Hello everyone,
I’ve been playing around with fastai for text applications and was wanting to try training a language model from scratch using my own tokenized text. I have a LMDataLoader that I’ve instantiated using my list of numericalized texts, however when I attempt to create a Learner
I am getting the following error
learn = language_model_learner(dl, AWD_LSTM)

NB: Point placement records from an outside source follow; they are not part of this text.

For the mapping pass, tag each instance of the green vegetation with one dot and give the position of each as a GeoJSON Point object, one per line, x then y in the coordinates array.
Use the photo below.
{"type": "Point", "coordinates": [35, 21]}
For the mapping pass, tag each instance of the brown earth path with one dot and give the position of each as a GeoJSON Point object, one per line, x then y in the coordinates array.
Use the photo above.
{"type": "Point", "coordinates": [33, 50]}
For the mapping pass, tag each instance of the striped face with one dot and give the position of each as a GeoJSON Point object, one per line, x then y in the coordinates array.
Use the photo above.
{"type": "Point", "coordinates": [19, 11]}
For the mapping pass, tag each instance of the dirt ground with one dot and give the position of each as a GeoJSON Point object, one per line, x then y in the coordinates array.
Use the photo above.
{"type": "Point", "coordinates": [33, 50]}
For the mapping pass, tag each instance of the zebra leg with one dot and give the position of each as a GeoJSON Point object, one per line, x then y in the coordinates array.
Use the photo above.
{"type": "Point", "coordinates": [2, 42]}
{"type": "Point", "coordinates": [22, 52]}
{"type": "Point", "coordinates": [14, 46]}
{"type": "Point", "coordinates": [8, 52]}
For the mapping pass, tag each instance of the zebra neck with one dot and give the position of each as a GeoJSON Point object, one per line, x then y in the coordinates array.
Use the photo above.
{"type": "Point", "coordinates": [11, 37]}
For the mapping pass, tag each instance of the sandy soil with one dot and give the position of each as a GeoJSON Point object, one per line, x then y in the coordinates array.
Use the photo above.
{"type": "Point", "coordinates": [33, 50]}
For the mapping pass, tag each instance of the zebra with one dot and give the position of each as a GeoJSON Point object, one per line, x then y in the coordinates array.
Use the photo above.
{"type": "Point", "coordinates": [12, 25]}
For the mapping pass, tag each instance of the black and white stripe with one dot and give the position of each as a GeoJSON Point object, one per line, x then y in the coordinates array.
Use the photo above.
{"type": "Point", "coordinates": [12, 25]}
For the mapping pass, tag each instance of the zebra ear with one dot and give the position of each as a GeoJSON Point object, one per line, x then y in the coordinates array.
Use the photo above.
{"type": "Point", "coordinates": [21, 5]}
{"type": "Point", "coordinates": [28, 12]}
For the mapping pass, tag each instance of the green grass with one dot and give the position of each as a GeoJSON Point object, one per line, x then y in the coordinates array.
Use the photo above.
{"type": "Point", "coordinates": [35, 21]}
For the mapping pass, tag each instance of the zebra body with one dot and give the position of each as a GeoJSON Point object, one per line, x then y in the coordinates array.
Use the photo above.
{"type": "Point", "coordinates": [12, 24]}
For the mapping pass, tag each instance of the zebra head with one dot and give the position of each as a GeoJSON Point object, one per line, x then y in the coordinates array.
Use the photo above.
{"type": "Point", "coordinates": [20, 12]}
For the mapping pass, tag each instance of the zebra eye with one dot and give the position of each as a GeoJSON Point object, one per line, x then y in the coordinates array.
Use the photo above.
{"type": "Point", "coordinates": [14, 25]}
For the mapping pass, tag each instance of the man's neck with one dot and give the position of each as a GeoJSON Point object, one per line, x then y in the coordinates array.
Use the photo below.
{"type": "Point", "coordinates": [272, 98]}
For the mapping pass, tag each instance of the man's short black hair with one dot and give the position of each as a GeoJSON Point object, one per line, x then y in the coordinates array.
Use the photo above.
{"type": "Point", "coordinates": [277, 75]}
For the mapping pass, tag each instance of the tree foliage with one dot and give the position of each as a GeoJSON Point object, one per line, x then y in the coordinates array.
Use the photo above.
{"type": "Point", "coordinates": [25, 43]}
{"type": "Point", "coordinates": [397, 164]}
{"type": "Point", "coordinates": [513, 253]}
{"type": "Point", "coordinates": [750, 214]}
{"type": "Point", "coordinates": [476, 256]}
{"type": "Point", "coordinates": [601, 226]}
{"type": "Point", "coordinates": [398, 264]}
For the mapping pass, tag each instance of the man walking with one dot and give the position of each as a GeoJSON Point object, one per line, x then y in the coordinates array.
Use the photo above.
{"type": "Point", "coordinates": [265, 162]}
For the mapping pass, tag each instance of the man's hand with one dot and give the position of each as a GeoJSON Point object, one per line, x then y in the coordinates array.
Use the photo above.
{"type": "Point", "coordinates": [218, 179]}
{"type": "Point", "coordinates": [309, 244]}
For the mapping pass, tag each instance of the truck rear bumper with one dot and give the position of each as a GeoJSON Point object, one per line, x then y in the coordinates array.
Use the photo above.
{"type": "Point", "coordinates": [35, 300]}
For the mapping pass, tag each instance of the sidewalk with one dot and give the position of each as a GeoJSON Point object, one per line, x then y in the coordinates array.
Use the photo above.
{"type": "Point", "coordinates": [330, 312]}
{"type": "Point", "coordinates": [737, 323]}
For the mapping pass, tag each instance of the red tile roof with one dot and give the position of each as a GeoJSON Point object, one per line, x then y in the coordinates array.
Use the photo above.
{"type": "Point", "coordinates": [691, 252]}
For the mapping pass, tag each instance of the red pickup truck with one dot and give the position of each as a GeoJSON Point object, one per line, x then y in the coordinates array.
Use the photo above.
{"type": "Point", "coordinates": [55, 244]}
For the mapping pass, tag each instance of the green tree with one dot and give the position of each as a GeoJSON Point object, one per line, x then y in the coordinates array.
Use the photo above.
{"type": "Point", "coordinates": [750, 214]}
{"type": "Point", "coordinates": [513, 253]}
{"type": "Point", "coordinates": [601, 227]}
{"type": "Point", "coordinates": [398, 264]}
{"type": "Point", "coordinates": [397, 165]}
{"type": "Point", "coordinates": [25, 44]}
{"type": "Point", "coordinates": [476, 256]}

Traceback (most recent call last):
File "<stdin>", line 1, in <module>
File "/Library/Frameworks/Python.framework/Versions/3.7/lib/python3.7/site-packages/fastai/text/learner.py", line 194, in language_model_learner
vocab = _get_text_vocab(dls)
File "/Library/Frameworks/Python.framework/Versions/3.7/lib/python3.7/site-packages/fastai/text/learner.py", line 186, in _get_text_vocab
vocab = dls.vocab
File "/Library/Frameworks/Python.framework/Versions/3.7/lib/python3.7/site-packages/fastcore/basics.py", line 378, in __getattr__
if attr is not None: return getattr(attr,k)
File "/Library/Frameworks/Python.framework/Versions/3.7/lib/python3.7/site-packages/fastcore/basics.py", line 378, in __getattr__
if attr is not None: return getattr(attr,k)
AttributeError: 'list' object has no attribute 'vocab'
# ex: "words" is list of numericalized texts:
# [[287, 85, 66, 1, 287, 36...], [ 72, 287, 152, 46, 6...],...]
#
bs,sl = 4,50
ints = L(*words).map(tensor)
dl = LMDataLoader(ints_l, bs=bs, seq_len=sl, shuffle=True)
learn = language_model_learner(dl, AWD_LSTM) # error occurs on creation
Do I need to manually pass a vocabulary to a Learner
or DataLoader
? Apologies if I’ve missed something obvious I am grokking much of this library as I go along with the course.